Wife and husband Valerie Teraitua and Lionel Hotene told The Hui dozens of whānau line up outside the marae most days for the free kaimoana. They say since COVID-19 demand has quadrupled.
"Yeah, a lot of them can't afford the basics," Lionel Hotene says. "You know after the power bills paid, yeah they're all struggling with food."
Valerie Teraitua adds: "Why would we be throwing away kai, especially fish heads and frames? That's like a delicacy, that's like a chiefly food to our Māori and Pacific. And to see that go to waste really breaks my heart."
Among those who have benefited from the project is Koopu Teraitua. She returned home to Māngere last year, leaving behind an abusive relationship. She's now a solo parent to five tamariki - putting kai on the table can be a challenge when there are so many other bills to juggle.
"They've given me and my children a lot," she says. "It means a lot."
So why aren't we using more of the fish - and letting so much go to waste?
Dr Glenn Simmons, whose research into the fishing industry led to a ministerial inquiry, says filets make up just a third of a fish. He says the rest - the frames, heads and guts - are often being dumped, rather than put to better use.

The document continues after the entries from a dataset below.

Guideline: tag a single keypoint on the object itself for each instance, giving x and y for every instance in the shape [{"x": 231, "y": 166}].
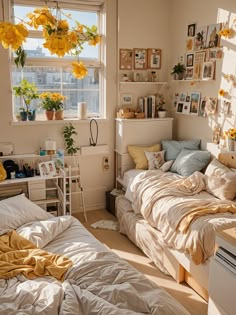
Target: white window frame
[{"x": 88, "y": 5}]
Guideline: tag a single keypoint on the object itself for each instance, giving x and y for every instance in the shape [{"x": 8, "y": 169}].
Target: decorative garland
[{"x": 59, "y": 38}]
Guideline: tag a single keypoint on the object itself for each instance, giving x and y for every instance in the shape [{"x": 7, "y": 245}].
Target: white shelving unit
[{"x": 72, "y": 186}]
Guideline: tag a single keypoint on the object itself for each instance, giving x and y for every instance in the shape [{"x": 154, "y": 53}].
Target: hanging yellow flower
[
  {"x": 41, "y": 17},
  {"x": 12, "y": 36},
  {"x": 94, "y": 41},
  {"x": 222, "y": 92},
  {"x": 58, "y": 44},
  {"x": 79, "y": 70}
]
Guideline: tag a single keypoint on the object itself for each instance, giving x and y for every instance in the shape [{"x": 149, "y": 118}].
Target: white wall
[
  {"x": 182, "y": 13},
  {"x": 28, "y": 139}
]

"I think it's atrocious," he says.
"Other countries like in Iceland and the Faroe Islands consume almost 100 percent of the fish. We don't because we're stuck in these 1950's business models that basically say if you can't fillet and deep fry it, it's not worth anything - so we throw it away. " he told The Hui. "That's a tragedy. We are decades away, even getting close to what they [Iceland] do."
Iceland uses 96 percent of the fish - the skin is turned into leather and the heads are dried and exported to parts of Africa
Moana New Zealand says it is trying to do better and is now only throwing away a fraction of its fish.
"It would be around about five percent. And that's mainly, you know, the fish intestines and guts and those sorts of things," Ngata says.
And there are signs of change within the industry overall. This week fishing company Sanford announced it had bought half of cosmetic company Two Islands.
The company plans to use collagen from its hoki fish in beauty products.
At Papatuanuku Kōkiri Marae they're using every last bit of the donated kaimoana. The guts are fermented into fertiliser and any leftover heads and frames are dug into large community gardens on the marae grounds.
The marae is an urban oasis in New Zealand's largest city, and the gardens are fueled not only by fish waste but by community volunteers. It's here that Lionel Hotene and Valerie Teraitua are not only giving whanau kai - but teaching them to grow their own.
"Love is what our people need. And I suppose, if we can show that through our hands by showing people how to grow your own food, if that's not their forte, then giving them [a] box of veggies to eat, sharing fish heads and fish frames when they haven't got much in their cupboard."
And Teraitua says there's huge scope when it comes to diverting other so-called waste to our most vulnerable.
"Why is it not even in our minds? Why is it not even in our hearts to think about - could this Kai actually feed a whanau in need?
"How much more Kai is getting wasted that we don't know about?"
The Ministry for Primary Industries (MPI) says its focus is on the sustainability of the resource and a key way to achieve this is through monitoring the volume of fish in the sea, and controlling how much and what species are harvested.
"For this reason we do not keep records on how fish heads, frames and guts are processed," MPI said in a statement.
MPI says about half of the deepwater fleet in New Zealand waters have fish meal plants onboard and these vessels very rarely have any wasted fish product as all parts of a fish are processed on board.